Loveland pricked all over, as if with a million stabs of tiny pins, but Jacobus only laughed, and said that it was a good advertisement. Business had been bad during the week at Modunk which would come to an end that night—Saturday; but he attributed this ill luck to the fact that the company had been forced, for lack of a juvenile lead, to choose plays which were not the most popular in their repertoire. Things would be different next week, he hoped, when they were going across the river into Kentucky, to a small but lively show town, whence the advance-agent sent encouraging accounts.

He questioned Loveland sharply concerning his theatrical experience, seeming to incline towards distrust since the incident of the travelling bag. Very soon he found out, in all its nakedness, the truth which had been veiled in the letter dictated by Bill; that Mr. Perceval Gordon's experience had all been as an amateur, and not very extensive at that. However, as Bill had prophesied, he did not appear to think it mattered much, though he sniffed and "hum'd" a little, by way of curbing the new man's self-esteem. "You've got a good stage presence and voice," said he, "though I don't know what the folks here will think of that English accent of yours. Pity you can't talk United States. They're mighty sharp at guying anything foreign or affected, so don't be knocked silly if the little boys in the dime seats mock you a bit. Just keep your hair on, and go along as if nothing had happened, and they'll shut up in a minute or so, when they've got used to you."

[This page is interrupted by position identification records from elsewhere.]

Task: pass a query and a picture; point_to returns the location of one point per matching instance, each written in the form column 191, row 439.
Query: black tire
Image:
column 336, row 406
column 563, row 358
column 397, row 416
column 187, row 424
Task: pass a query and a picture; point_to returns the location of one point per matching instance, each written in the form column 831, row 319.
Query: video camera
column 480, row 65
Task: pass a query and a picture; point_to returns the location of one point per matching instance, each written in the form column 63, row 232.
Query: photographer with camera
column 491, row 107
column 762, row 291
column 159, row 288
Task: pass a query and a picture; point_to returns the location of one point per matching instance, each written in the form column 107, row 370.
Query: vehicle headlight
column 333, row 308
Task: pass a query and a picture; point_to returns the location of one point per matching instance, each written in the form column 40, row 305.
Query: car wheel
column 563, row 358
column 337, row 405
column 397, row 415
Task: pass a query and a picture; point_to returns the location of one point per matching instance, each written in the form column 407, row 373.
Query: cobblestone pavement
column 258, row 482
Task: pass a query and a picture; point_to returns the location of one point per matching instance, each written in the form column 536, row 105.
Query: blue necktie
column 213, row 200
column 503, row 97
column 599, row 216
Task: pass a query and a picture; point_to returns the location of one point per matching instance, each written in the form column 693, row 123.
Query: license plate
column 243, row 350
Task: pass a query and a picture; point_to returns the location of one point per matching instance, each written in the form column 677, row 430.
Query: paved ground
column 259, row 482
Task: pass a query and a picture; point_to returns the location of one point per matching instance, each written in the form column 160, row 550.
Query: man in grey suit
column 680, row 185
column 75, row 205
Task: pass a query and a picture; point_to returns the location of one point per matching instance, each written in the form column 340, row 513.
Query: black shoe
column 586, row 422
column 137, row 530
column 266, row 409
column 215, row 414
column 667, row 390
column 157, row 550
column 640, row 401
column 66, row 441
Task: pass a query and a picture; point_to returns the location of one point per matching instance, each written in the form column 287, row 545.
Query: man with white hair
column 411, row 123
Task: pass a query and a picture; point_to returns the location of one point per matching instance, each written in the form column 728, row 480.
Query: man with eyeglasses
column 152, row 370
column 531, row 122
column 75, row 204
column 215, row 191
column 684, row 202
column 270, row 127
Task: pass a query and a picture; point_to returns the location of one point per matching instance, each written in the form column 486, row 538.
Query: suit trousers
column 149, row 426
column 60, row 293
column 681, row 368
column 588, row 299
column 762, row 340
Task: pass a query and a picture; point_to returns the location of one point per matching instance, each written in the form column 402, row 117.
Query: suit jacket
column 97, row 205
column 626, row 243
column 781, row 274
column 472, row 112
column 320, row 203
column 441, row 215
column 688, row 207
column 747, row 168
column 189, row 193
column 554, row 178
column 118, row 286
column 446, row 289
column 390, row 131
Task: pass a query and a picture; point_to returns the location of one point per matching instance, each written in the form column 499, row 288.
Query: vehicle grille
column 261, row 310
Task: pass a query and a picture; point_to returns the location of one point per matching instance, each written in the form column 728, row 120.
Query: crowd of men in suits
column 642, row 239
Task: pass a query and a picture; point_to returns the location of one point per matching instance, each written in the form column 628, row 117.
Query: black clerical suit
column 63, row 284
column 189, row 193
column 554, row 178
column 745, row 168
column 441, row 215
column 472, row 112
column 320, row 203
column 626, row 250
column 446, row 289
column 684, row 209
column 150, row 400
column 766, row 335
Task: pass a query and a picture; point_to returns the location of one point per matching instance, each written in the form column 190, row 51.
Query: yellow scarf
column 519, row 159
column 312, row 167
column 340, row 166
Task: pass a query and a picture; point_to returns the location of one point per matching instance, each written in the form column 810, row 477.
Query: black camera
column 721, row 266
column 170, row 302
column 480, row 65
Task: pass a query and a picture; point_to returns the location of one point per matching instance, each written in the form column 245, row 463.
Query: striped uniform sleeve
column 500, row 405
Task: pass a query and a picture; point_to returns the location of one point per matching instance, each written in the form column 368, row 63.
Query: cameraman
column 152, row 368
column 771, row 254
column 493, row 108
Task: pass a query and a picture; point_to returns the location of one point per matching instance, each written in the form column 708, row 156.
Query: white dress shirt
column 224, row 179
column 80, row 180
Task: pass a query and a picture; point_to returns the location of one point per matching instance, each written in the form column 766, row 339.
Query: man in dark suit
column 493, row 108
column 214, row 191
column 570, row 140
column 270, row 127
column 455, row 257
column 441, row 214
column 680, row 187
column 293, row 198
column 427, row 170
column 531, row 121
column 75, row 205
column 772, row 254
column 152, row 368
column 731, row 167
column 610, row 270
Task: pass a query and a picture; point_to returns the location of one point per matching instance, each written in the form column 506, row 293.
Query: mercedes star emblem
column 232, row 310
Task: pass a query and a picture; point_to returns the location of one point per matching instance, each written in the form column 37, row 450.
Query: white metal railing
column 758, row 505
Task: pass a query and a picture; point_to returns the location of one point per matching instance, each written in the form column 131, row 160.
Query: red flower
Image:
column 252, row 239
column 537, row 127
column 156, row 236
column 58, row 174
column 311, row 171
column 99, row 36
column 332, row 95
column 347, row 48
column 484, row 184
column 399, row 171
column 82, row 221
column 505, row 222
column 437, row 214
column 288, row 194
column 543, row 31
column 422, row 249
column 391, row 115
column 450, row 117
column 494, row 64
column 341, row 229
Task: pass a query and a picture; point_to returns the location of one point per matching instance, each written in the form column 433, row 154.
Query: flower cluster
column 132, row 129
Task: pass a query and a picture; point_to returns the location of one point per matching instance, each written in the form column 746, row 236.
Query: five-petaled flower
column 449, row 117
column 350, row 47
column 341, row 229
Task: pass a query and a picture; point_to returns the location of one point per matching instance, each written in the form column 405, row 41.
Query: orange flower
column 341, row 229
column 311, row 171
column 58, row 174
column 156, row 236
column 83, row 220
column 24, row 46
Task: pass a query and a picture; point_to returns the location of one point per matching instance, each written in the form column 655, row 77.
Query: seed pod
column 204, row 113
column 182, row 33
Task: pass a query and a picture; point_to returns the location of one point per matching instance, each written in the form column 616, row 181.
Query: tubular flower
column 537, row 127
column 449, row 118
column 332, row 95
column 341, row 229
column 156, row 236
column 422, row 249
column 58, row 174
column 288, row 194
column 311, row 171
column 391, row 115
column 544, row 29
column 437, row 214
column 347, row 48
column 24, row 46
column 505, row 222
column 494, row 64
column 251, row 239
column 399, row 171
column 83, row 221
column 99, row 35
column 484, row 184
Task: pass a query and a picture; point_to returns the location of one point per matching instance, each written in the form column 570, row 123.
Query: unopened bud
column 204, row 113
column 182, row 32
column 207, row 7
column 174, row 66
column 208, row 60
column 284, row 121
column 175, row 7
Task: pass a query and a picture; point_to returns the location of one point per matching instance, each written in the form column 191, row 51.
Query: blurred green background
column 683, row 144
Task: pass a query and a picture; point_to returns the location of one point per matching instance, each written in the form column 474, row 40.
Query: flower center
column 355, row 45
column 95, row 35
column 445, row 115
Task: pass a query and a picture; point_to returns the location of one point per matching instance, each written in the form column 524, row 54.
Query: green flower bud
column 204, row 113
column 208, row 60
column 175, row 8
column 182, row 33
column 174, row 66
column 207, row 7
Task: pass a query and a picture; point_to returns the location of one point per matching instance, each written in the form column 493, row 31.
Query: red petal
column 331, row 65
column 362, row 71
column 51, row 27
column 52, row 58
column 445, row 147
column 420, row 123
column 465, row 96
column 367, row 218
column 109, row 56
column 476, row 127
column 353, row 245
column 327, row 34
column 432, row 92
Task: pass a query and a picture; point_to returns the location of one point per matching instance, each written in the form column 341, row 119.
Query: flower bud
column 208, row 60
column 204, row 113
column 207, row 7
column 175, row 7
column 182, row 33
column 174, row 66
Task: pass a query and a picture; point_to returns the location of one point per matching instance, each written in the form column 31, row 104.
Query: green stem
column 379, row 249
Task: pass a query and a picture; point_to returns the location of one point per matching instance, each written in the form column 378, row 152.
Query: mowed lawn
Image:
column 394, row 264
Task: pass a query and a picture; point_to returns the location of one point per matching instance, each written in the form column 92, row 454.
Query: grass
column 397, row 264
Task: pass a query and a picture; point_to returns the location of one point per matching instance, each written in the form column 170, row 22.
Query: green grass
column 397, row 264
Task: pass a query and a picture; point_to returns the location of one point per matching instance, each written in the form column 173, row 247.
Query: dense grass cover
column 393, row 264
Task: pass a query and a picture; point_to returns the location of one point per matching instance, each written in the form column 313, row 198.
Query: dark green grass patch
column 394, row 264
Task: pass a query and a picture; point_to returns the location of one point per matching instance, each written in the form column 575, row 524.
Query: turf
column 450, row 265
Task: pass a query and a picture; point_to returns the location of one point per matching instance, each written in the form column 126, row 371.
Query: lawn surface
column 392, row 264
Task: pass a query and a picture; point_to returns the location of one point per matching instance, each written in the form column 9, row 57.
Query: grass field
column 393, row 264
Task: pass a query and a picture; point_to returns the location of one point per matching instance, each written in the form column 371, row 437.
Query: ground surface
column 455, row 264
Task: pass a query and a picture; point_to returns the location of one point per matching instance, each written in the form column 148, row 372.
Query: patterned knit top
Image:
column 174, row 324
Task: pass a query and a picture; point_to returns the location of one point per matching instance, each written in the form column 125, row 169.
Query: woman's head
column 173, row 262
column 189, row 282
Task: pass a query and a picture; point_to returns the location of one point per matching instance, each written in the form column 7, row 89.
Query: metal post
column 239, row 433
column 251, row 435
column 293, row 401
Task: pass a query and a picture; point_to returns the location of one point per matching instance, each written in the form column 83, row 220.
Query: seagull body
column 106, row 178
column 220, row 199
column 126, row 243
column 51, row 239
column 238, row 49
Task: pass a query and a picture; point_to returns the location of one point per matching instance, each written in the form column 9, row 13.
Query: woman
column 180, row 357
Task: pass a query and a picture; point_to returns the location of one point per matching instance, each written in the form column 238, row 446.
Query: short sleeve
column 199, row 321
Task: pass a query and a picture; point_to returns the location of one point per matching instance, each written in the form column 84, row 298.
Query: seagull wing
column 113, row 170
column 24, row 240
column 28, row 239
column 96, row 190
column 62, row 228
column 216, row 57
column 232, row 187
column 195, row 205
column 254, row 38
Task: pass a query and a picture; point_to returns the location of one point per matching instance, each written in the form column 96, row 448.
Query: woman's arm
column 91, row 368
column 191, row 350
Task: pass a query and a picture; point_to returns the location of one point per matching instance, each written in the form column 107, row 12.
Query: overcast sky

This was—as Bill would have said—a new "proposition" to Loveland; that he had an "English accent," which might be objected to on the ground of affectation. He had heard a good deal in England about the American accent, and had chaffed Jim Harborough because of it, but as after all the English nation had more or less invented the language current on both sides of the water, he had supposed that theirs was, without question, the only right way of using it. However, opinion seemed to differ over here, and he did not choose to argue with Mr. Jacobus.

The actor-manager watched his new acquisition furtively as he plowed through the mud, and at last interrupted himself in describing with some acerbity the absent members of the company, to remark suddenly: "You look like a soldier."

"I am a soldier," Loveland replied before he stopped to think.